As of this moment, no one has seen any pricing impact on any goods as a result of the tariffs. Everything people are talking about here is theory because it hasn't happened yet.
They are talking about it because it has happened before. Trade wars are doubly damaging - to both parties. Proven time and time again. You haven't seen pricing issues yet because it takes weeks or months for raw materials to be turned into finished products. Wait until the 2019 cars and trucks are announced. If this tariff remains in place you will see the results then.
They are framing this as an anti trump issue by claiming only negative things will happen as if we have had such great success already. Now I am a simple guy, not well educated by some standards and in my world and what I can see from my world, things are going very well. In my business, I am seeing better numbers than at any time in my career, poeple are going back to work in manufacturing, not just retail. In 2008 Pres. ***** stood at the Chrysler plant in Twinsburg, OH and told us that nothing would change in the auto world. Now that plant has been closed, torn down and is now a shipping facility, the Ford engine plant in Brookpark, OH is 1/3 the size it was in 2008. I don't know how to explain those things. Here in Ohio, the steel plant in Cleveland LTV Steel closed in the early 2000's, it reopened several years later under ISG and is now Arcelor Mittal. I don't know how many people it employes but 3 of them are in my family. It was announced last week the Republic Steel will reopen it's Lorain, OH plant and put 1000 people to work in that plant.
Not one of those events you documented was by government directive. Those are all private companies and they constantly shift workloads and production to meet deadlines, cost of production, staffing and other economic factors. Those are all normal events in the manufacturing world.

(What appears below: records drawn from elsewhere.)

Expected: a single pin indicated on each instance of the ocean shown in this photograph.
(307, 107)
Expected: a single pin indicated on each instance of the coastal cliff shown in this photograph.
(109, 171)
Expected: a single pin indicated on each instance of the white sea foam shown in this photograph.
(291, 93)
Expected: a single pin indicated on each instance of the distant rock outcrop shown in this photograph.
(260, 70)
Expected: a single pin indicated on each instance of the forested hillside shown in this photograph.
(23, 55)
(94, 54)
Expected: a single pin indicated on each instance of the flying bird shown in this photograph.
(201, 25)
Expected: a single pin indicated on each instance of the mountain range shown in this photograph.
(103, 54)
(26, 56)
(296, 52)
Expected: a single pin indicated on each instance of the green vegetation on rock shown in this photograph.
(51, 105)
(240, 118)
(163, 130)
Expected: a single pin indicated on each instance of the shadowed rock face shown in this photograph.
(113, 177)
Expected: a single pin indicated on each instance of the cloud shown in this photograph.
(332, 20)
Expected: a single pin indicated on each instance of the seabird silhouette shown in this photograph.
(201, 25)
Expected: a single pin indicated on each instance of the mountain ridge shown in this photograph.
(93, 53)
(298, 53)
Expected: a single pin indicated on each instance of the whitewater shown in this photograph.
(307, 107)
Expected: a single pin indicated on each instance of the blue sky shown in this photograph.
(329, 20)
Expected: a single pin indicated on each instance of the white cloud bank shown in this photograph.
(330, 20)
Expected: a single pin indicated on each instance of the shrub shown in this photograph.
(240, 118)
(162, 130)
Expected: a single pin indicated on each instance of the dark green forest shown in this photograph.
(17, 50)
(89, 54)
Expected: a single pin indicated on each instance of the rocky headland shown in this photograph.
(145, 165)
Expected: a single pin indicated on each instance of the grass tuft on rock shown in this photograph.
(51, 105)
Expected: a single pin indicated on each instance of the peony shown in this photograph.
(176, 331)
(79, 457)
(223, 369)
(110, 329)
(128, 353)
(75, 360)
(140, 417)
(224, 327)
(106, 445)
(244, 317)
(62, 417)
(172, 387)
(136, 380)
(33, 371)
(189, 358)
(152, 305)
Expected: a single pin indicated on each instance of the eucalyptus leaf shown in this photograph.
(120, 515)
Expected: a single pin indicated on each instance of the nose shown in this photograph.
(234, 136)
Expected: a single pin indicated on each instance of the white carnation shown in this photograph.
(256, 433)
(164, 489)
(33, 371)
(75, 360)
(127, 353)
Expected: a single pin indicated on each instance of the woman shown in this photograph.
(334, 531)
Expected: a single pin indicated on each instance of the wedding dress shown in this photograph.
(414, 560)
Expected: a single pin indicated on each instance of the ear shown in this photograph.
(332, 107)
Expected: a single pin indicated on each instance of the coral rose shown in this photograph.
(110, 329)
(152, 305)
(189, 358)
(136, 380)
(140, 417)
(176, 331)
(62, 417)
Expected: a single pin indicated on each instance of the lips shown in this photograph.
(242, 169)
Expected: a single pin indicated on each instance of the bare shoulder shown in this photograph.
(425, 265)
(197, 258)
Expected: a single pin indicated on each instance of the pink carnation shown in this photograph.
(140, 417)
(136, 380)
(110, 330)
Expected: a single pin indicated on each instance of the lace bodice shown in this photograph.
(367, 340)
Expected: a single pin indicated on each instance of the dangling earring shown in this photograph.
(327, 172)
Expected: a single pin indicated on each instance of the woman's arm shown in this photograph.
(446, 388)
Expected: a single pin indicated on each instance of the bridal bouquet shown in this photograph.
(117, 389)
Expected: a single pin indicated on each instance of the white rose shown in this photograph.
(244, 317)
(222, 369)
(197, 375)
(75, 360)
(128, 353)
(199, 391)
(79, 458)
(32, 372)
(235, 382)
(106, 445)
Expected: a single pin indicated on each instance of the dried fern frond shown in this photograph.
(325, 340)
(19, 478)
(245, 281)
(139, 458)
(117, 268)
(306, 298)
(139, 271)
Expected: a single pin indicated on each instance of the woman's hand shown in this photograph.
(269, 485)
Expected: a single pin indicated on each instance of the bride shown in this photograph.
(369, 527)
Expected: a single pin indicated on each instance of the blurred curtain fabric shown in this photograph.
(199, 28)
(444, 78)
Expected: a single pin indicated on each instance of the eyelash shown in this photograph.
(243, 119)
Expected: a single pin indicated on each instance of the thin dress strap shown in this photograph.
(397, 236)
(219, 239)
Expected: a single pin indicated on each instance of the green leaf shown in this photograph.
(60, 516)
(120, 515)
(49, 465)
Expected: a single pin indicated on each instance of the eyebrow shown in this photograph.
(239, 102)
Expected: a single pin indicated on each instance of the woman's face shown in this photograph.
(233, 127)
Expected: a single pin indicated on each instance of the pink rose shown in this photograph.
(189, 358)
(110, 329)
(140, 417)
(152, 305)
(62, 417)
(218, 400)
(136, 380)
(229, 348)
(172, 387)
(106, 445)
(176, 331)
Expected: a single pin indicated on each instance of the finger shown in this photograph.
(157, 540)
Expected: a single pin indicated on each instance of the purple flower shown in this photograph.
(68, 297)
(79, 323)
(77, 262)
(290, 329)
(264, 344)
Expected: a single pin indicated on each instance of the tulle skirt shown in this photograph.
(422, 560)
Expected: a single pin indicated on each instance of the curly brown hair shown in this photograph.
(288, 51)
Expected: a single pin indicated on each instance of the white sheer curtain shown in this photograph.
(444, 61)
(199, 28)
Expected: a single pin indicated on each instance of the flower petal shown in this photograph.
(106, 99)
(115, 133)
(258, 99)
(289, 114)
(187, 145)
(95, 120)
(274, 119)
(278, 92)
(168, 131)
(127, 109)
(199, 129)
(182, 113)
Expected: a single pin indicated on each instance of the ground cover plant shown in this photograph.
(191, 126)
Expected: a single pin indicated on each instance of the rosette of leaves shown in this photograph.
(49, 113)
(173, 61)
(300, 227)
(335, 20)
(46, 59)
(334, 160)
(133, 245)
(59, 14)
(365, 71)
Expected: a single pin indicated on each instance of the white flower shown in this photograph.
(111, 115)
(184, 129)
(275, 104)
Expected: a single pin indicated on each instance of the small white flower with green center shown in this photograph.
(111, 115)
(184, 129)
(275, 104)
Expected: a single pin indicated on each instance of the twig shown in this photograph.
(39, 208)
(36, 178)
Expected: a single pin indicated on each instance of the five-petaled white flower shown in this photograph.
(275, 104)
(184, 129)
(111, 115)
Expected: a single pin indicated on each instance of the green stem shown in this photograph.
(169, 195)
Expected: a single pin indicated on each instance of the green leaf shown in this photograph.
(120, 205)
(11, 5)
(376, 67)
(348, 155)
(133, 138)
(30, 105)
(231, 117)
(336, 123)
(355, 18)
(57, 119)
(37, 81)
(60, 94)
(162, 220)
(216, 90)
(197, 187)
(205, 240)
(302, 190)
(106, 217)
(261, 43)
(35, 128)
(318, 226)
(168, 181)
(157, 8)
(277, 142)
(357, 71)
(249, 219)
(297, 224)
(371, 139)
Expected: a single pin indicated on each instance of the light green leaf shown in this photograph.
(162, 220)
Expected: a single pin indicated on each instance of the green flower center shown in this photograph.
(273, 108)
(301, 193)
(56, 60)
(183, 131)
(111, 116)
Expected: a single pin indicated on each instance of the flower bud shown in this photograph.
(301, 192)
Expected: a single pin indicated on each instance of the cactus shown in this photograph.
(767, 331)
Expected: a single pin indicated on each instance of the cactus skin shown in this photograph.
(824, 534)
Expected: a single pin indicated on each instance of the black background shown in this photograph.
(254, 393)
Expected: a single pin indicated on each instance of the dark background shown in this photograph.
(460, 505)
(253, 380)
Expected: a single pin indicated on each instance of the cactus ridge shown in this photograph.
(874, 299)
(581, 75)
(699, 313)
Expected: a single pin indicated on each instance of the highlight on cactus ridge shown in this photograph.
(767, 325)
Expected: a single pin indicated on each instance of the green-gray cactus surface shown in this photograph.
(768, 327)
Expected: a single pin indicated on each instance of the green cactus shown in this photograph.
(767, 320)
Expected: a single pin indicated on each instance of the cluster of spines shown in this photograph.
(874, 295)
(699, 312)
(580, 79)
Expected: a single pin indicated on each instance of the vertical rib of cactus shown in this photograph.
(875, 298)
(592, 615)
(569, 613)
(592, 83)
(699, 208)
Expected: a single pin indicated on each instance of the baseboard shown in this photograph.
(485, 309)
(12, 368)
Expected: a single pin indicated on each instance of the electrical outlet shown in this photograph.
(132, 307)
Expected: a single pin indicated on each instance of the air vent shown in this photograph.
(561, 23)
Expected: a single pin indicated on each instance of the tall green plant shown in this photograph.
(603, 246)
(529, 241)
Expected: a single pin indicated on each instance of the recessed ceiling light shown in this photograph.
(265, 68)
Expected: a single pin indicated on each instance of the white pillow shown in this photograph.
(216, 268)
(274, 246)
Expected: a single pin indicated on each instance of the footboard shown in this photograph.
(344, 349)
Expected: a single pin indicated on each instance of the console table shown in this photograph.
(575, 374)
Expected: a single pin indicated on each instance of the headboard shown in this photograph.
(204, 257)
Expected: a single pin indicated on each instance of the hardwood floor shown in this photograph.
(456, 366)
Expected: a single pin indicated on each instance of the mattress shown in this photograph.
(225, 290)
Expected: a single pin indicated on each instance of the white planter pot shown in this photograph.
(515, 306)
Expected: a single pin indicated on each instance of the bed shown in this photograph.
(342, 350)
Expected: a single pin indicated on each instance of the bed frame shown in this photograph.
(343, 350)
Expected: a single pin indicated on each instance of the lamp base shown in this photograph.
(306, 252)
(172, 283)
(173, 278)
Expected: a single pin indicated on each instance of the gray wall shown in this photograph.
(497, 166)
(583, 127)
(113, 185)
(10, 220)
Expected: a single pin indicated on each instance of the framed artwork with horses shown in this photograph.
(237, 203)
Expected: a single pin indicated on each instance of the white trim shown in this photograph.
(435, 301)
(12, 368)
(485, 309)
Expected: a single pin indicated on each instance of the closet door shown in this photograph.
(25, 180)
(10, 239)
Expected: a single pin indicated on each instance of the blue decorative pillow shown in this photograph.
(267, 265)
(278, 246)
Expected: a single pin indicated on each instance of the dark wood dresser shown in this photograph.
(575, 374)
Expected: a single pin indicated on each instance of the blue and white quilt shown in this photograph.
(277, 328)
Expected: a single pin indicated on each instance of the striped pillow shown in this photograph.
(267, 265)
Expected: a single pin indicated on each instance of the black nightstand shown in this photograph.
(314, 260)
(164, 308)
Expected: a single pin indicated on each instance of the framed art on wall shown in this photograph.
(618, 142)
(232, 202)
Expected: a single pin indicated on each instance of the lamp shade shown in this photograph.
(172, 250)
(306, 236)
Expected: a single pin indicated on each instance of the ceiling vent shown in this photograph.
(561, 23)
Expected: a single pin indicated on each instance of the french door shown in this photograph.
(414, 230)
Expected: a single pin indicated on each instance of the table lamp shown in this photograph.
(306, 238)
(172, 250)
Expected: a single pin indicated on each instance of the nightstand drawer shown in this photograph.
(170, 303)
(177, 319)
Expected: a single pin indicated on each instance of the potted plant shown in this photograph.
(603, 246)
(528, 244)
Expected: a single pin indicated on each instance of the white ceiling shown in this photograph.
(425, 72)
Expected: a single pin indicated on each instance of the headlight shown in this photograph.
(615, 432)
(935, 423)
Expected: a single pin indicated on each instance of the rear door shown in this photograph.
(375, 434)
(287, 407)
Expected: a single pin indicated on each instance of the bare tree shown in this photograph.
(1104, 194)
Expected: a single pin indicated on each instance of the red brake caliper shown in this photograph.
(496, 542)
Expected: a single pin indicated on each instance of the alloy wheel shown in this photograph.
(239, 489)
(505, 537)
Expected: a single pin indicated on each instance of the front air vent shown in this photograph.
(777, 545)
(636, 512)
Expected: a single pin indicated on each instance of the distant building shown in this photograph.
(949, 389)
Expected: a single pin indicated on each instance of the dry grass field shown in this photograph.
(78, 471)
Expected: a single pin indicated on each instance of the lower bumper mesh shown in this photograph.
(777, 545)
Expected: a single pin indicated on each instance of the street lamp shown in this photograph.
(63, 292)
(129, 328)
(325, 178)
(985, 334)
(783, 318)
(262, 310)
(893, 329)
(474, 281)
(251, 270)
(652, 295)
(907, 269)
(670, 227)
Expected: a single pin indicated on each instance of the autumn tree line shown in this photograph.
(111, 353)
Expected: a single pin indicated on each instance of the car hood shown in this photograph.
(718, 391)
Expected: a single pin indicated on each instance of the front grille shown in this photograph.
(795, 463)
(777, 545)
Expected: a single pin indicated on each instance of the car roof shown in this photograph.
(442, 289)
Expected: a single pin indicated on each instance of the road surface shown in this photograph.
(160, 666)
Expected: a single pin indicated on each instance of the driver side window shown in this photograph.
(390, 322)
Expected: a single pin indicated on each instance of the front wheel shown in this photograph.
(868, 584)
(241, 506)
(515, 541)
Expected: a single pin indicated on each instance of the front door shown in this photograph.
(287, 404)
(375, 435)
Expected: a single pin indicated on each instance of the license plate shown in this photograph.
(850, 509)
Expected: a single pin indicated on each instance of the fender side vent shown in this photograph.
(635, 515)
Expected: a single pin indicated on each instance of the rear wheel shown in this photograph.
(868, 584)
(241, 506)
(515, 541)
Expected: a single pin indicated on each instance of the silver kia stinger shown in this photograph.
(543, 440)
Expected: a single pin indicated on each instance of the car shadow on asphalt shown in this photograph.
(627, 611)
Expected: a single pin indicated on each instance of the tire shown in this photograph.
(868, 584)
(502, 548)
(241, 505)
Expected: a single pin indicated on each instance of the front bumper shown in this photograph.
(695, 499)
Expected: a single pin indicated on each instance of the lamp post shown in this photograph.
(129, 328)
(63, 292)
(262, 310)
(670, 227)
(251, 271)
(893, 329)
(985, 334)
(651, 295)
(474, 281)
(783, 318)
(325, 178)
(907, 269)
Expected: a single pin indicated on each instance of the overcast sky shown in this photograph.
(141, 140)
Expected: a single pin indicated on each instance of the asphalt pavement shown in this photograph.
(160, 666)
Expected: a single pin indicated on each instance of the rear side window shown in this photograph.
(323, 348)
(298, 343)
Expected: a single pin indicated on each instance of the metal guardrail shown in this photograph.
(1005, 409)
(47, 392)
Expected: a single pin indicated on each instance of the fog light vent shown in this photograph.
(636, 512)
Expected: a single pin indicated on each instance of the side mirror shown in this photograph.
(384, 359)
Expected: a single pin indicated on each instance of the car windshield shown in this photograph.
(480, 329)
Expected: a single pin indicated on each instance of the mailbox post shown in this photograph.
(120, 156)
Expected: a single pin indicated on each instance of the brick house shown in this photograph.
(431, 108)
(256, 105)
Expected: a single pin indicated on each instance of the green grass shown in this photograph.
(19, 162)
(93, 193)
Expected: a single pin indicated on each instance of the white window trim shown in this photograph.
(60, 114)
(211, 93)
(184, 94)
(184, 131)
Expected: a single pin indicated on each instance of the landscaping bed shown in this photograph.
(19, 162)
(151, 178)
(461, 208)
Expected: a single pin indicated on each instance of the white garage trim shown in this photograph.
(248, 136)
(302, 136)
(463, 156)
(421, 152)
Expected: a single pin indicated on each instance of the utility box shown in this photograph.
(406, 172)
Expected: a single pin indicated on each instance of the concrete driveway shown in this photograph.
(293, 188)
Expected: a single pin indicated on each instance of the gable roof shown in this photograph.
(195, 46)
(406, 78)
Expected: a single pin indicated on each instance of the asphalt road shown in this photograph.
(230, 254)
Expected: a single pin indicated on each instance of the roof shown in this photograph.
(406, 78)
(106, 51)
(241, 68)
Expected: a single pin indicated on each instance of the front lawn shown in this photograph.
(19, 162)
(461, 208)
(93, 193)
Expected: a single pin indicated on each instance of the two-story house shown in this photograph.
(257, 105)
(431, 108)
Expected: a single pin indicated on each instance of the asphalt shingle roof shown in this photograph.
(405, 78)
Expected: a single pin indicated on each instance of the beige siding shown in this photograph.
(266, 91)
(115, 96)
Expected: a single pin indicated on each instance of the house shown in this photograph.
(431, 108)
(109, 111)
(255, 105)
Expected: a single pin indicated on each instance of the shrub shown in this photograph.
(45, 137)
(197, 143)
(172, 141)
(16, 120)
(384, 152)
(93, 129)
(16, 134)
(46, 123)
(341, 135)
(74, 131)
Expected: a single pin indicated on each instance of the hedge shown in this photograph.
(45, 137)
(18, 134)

I know when some people talk about jobs they only talk about health care, tech sector jobs ones that require high amounts of education or training or retail jobs, they don't talk about manufacturing or trades. It's these jobs that lifted america into it's position on the top of the world and anything that can make the middle class stronger is a good thing in my book. Will some people get richer, absolutely. But so what. Just my two cents. Chris
Manufacturing got the USA on top because of WWII. Every other industrialized country in the world was devastated. Germany and Japan were bombed into rubble. The USSR had moved almost its entire heavy manufacturing capacity beyond the Ural mountains to prevent the Germans from bombing it. The UK still had a great deal of its manufacturing capability but it was so far in debt it could not afford to modernize. China had no significant manufacturing at all. The USA wound up #1 by default. The post war recovery changed all that. Japan and Germany were rebuilt. The USSR and China emerged. We were suddenly in competition with our Allies and found our standard of living was pricing us out of markets.